The core problem was that I was using a vision language model for a task that didn't need language. I didn't need the model to describe what it saw. I needed it to score how scenic each frame was. That's a similarity match problem, not a problem solved using conversational AI.

Pivoting to a Claude Code project

I haven't really tried out Google's Vertex AI in depth, or explored Antigravity's capabilities. I'd been going back and forth with a Gemini 3.1 Pro chat, learning a lot about Gemma 4, quantization, and multimodal inference. But I kept running into hurdles. There were model loading quirks. There was a 35-image batch limit beyond which my Mac Mini M4 Pro (24GB) would go bust. The 112px resolution was killing all the detail I needed. After a couple hours of this, I decided to pause and rethink.

What if I just pivoted to load Claude Code in the folder of raw videos and described what I wanted?

I opened a new Claude Code session with Opus 4.6, gave it access to ~/Movies/SFO_PebbleBeach/raw/, and explained my goal. Within the first exchange, Claude corrected my typo on something as I was describing my need. It pointed out that mlx-lm is text-only, that for vision I needed mlx-vlm, and that for "find nature/scenery frames" CLIP is the right primary tool, not a VLM. "CLIP (Contrastive Language–Image Pre-training) builds on a large body of work on zero-shot transfer, natural language supervision, and multimodal learning. "

That was the moment I discovered a lot about prior art (pun intended). I've dabbled a bit before in the early days of AI tech coming out but always went to Cloud AI providers to experiment, this was the first time I had a real world use case to run through it.

Discovering CLIP

If you haven't used CLIP for something like this, it's quite simple. Once you give it a frame and a text prompt, it tells you how similar they are.

So instead of asking a language model "is this scenic?", you need to encode the frame and compare it against prompts like "dramatic Pacific Ocean cliffs" and "Monterey cypress trees on rocky shore". The same kind of thing I'd add as positive prompts in ComfyUI LoRA nodes. Then you need to compare against negative prompts like "blurry photo" and "car dashboard". The difference between the positive and negative similarity scores gives you a single number: how scenic is this frame?

Running on Apple Silicon MPS, CLIP processes frames so fast it makes VLM inference look like it's stuck in an infinite loop (at least on my machine).

Custom rigging a 10-Stage Pipeline

Claude didn't just suggest CLIP. It designed a full 10-stage pipeline and wrote every script. I vibed all the way with nods like I knew what I was doing (I was not :>|). I was just describing what I wanted and iterating on the output.

Here's what Claude listed as what the pipeline does:

Probe every raw file with ffprobe to inventory codecs, resolutions, and framerates
Detect shots using PySceneDetect's adaptive detector, so clips align with actual camera cuts
Extract 3 representative frames per shot (10%, 50%, 90%) instead of the brute-force 1-fps approach
Score frames with CLIP against scenic prompts, plus classical CV signals (Laplacian sharpness, HSV colorfulness, brightness, face detection)
Filter for shake and blur using optical flow variance
Tag locations using GPS from the Samsung files and CLIP zero-shot for the Xtra Muse (which had no GPS)
Select clips for a 90s reel and two 30s shorts, balancing score, location diversity, and chronological order
Normalize each clip to a common format (4K30 HEVC for the reel, 1080x1920 H.264 for shorts)
Concatenate into final outputs
Verify specs, durations, and that the raw folder was never modified

The scoring formula was described as a weighted combination:

frame_score = 0.35 * clip_scenic
            + 0.20 * sharpness
            + 0.15 * colorfulness
            + 0.15 * nature_ratio
            + 0.10 * brightness
            - 0.40 * has_face * (1 - nature_ratio)

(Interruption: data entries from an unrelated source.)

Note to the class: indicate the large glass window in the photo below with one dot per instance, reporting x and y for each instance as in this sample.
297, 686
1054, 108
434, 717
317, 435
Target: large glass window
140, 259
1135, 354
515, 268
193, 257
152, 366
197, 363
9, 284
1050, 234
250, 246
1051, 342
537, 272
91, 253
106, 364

That last term is clever. It penalizes faces, but waives the penalty when the scenery dominates. So a wide shot of the Golden Gate Bridge with a few tourists in the corner keeps its score. A selfie gets rejected.

Some surprising learnings

Python's scientific ecosystem is really good for this. I didn't need any exotic AI tooling for most of the pipeline. Claude chose OpenCV's Laplacian variance for blur detection, Hasler-Süsstrunk colorfulness, HSV color masks for nature detection, Farneback optical flow for shake. These are computer vision techniques from the 2000s and they worked perfectly. The AI involvement (CLIP) was just one stage out of ten.

Location tagging with CLIP zero-shot actually worked. The Xtra Muse camera had no GPS data, so Claude suggested using CLIP to match frames against location-specific prompts like "Golden Gate Bridge" and "Pebble Beach golf coastline". It wasn't perfect (Pier 39 and Pier 41 look similar from the water), but it was good enough to ensure location diversity in the reel.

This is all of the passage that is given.